Published date : 24 Nov 2016

Mid Fife and Glenrothes MSP Jenny Gilruth has praised the work of Fife College and Fife-based care provider, A Life Explored after she presented them both with national awards at the Scottish Parliament for their work in tackling harm caused by tobacco.

These awards are part of Scotland’s Charter for a Tobacco-free Generation; an initiative by health charity Action on Smoking and Health to help deliver a tobacco-free generation by 2034 (by this we mean less than 5% of the population still smokes). The Charter inspires organisations to take action to reduce the harm caused by tobacco.

Over 90 organisations have pledged support for the Charter. These awards recognise the contributions these organisations are making in working towards a tobacco-free generation. Fife College boldly aspires to be a smoke-free College Campus by 2019.

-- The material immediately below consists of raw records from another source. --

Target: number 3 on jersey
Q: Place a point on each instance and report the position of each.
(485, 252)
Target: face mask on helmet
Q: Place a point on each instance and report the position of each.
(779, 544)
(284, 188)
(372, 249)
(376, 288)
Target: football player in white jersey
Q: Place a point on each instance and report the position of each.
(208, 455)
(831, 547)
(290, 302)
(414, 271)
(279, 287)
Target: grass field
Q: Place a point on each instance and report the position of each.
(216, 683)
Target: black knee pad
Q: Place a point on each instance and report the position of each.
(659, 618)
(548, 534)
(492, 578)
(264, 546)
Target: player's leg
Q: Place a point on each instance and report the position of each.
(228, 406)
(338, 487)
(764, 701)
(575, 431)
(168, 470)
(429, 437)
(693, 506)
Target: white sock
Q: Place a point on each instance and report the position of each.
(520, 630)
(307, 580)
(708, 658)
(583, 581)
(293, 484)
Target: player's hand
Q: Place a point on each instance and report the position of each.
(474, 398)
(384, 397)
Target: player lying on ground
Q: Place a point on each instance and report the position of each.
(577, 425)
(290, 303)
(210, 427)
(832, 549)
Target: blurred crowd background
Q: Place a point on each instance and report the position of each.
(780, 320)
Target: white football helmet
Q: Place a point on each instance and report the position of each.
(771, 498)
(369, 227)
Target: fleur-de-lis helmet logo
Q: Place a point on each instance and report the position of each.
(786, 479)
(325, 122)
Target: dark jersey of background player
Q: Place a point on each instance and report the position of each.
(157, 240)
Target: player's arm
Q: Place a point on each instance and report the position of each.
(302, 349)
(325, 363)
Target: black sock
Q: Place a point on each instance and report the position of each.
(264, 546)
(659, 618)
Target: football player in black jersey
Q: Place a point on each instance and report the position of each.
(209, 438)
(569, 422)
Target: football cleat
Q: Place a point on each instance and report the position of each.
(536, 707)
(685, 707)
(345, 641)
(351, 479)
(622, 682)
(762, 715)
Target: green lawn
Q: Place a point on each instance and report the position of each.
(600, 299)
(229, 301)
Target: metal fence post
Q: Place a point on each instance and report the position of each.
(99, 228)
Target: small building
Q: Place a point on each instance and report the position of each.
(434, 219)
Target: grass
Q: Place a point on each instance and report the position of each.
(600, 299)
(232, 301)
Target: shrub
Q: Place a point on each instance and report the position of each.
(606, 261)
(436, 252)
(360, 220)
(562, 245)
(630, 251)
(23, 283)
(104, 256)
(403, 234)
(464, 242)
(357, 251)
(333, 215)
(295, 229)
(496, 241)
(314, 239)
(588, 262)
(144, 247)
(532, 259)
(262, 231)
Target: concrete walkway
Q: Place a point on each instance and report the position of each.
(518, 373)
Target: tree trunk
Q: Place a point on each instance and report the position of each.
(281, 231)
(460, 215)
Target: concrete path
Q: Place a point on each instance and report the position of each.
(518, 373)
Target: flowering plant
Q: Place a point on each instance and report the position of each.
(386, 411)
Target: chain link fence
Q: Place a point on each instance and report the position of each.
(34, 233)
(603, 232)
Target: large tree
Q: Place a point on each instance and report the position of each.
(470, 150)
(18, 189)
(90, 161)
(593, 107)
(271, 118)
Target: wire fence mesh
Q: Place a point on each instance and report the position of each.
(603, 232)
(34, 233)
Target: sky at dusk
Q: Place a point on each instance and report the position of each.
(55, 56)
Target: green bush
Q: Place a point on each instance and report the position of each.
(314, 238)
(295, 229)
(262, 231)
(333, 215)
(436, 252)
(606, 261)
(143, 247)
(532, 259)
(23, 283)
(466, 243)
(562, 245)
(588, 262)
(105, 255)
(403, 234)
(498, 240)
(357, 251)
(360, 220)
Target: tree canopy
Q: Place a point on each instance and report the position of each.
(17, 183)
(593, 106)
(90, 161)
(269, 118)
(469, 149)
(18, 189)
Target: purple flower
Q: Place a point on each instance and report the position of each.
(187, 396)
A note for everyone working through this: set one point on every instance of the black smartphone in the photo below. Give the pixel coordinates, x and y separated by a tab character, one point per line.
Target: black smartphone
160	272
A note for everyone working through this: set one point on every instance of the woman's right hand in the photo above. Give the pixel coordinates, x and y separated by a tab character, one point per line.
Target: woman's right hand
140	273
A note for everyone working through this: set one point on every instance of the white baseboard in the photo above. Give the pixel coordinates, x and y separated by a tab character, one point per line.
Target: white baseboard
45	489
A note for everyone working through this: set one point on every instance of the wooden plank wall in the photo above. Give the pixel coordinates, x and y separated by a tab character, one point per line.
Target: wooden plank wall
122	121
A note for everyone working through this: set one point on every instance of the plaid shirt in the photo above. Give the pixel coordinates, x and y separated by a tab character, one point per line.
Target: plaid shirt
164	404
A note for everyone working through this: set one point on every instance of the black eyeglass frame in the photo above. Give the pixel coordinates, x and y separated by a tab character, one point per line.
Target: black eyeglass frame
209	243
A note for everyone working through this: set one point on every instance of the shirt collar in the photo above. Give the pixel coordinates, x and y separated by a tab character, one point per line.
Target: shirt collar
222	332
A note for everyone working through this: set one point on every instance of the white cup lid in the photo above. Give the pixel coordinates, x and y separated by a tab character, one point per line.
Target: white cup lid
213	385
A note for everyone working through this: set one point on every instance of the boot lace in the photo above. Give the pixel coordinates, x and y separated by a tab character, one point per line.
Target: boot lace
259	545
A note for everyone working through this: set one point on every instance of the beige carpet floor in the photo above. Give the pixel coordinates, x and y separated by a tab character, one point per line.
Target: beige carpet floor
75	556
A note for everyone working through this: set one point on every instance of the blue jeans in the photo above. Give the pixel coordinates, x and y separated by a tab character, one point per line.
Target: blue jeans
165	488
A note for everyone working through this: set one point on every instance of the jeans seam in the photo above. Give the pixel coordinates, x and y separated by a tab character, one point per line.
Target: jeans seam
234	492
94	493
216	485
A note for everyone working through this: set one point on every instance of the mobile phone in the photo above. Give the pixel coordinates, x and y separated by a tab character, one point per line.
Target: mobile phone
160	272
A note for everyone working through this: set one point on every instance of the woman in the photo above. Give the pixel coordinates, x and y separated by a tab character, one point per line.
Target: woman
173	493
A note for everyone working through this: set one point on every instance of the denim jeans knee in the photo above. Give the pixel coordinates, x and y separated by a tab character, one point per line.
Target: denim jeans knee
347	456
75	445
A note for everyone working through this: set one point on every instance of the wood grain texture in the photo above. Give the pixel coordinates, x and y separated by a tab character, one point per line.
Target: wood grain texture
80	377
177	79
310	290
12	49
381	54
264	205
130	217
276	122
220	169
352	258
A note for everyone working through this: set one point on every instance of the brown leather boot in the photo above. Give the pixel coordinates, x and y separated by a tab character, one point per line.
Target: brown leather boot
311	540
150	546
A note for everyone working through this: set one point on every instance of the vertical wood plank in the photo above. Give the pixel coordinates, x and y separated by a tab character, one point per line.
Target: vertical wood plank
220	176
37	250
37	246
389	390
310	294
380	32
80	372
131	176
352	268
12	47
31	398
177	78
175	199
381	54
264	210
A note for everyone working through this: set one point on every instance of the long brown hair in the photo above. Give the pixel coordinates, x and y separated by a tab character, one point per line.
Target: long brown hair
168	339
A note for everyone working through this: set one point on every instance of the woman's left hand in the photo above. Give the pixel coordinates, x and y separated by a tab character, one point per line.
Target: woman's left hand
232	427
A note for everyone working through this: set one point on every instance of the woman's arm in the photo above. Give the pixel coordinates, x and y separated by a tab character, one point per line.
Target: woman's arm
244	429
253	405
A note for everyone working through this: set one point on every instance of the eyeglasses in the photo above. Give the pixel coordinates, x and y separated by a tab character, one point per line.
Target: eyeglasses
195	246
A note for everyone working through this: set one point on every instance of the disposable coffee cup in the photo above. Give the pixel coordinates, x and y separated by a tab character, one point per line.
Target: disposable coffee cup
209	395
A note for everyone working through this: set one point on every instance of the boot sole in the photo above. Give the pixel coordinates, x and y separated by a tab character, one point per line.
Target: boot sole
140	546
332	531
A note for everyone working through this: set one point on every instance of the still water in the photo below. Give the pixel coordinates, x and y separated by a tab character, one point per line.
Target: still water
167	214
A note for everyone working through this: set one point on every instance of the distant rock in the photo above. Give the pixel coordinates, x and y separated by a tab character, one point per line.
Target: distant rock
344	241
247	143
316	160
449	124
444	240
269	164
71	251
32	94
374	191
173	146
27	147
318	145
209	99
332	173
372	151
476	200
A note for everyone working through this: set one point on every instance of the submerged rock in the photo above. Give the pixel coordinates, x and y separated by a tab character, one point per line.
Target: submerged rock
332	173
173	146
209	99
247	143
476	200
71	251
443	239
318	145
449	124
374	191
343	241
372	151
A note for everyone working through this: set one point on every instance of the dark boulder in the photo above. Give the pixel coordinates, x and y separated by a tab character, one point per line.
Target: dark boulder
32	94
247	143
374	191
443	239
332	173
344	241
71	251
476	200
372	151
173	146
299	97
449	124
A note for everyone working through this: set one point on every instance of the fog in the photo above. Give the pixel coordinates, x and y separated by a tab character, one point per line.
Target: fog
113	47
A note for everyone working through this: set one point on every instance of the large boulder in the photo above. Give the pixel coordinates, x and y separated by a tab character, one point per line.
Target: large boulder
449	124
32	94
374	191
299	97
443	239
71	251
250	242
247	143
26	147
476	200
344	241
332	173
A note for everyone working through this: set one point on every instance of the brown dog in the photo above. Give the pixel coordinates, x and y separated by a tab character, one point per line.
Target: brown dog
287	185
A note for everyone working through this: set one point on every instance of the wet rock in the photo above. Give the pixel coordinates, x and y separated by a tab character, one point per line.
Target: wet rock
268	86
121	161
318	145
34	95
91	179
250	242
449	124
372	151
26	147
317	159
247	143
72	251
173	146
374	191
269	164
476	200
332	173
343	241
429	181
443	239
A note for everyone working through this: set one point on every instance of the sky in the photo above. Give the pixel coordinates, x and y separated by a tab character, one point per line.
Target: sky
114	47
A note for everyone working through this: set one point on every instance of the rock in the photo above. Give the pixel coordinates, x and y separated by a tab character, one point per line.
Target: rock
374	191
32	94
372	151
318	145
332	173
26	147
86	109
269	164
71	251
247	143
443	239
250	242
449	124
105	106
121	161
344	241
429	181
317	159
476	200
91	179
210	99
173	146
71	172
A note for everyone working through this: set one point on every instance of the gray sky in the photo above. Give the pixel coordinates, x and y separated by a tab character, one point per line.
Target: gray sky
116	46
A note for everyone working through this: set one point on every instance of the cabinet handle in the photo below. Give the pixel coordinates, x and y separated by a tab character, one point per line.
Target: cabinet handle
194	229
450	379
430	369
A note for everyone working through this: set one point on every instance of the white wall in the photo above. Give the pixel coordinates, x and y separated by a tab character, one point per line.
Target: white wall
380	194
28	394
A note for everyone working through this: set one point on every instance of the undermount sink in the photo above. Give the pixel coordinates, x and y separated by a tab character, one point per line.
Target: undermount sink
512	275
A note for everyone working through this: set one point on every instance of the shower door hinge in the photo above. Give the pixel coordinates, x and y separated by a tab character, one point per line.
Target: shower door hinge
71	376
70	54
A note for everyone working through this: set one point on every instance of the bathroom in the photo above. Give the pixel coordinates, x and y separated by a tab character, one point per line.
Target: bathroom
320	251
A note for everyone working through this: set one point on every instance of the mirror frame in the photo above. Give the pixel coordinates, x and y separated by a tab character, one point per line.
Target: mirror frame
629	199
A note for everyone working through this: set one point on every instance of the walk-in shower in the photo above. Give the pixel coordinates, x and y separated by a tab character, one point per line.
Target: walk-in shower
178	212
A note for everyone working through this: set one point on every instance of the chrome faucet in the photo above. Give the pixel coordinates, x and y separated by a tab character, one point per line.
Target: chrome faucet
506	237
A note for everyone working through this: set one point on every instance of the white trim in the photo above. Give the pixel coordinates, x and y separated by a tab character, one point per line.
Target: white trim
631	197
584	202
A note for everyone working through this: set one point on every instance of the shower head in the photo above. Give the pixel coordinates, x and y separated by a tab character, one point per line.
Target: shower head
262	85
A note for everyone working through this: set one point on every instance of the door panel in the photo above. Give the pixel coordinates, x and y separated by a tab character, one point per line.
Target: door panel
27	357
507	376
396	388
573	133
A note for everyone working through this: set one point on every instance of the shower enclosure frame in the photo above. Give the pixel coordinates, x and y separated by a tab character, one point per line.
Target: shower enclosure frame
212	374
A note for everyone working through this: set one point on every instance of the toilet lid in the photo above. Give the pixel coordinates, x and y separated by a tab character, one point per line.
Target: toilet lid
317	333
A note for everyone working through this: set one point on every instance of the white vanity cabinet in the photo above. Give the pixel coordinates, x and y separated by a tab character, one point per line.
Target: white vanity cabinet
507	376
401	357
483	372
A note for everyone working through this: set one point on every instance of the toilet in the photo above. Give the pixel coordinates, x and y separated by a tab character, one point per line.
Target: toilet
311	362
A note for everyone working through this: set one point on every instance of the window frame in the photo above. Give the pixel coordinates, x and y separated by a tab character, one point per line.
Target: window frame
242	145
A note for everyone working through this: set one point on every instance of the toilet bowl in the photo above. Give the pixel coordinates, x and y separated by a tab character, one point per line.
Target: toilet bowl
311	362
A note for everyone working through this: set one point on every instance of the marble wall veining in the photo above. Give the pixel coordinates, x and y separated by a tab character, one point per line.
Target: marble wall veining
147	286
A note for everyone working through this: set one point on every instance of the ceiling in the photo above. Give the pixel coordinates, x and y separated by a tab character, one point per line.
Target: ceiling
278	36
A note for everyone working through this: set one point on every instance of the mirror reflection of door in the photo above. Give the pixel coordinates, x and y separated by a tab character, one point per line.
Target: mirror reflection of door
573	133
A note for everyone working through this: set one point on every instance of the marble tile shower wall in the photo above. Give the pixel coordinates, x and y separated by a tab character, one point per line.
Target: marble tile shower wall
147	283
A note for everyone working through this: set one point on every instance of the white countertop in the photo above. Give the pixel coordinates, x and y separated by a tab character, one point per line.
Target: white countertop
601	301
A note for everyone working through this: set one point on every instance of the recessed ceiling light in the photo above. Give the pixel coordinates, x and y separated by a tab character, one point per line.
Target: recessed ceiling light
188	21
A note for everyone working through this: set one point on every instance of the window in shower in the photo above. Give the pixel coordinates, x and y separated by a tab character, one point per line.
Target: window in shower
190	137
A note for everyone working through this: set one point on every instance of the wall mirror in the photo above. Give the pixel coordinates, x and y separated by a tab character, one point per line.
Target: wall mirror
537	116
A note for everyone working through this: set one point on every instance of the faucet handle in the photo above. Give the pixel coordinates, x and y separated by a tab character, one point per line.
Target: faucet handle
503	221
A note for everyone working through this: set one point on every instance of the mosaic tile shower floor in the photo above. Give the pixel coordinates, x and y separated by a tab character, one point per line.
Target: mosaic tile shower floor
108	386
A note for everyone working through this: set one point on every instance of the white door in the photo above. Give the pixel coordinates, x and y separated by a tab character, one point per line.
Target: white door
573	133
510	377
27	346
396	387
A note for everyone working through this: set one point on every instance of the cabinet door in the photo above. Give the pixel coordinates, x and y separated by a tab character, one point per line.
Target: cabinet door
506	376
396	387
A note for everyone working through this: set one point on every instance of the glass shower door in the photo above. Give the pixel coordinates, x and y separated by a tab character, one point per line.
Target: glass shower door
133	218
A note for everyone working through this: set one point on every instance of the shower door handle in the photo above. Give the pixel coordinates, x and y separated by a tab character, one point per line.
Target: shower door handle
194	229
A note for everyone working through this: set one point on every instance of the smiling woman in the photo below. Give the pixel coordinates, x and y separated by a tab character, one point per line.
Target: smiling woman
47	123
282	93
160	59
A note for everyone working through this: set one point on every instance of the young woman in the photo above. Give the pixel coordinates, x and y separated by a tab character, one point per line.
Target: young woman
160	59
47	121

They have recently introduced a new Clear Air Policy and have committed to the Healthy Body Health Minds initiative to help change attitudes towards smoking on campus. The college works in partnership with local NHS stop-smoking services to support staff and students to quit smoking whilst promoting positive health messages across campus.

A Life Explored has developed a unique forward-thinking smoke-free policy for both their children and the adults who care for them. Adults encourage the children and young people in their care to lead healthy lifestyles, and offer support for those who want to quit.

Children who stop  smoking receive incentives such as increased pocket money for remaining smoke-free. They are working in partnership with the Care Inspectorate and ASH Scotland to influence the development of national tobacco policy guidance for use within the residential care sector.

Ms Gilruth said “I was delighted to present these awards to Fife College and to A Life Explored. Both organisations are very worth recipients. Research shows that 13,000 young people start smoking each year in Scotland. As a former teacher I am only too aware that young people continue to smoke recreationally.

"We can all be influential in helping young people understand the harmful effects caused by tobacco and smoking.”

Sheila Duffy, Chief Executive of ASH Scotland, said: “ASH Scotland launched Scotland's Charter for a tobacco-free generation to help raise awareness of and deliver the worthwhile vision for putting smoking out of fashion for the next generation.

“In its first year, the response to the charter has been excellent. We now have nearly 100 organisations signed up to the Charter, and it is proving an effective way to bring people together and motivate organisations in the fight against tobacco and the harmful effects it has on children and young people.

“These awards celebrate some of the positive actions that Charter signatories across the country are delivering to help to ensure that children who are in nursery now become the first generation to grow up in communities where tobacco is hardly noticed.”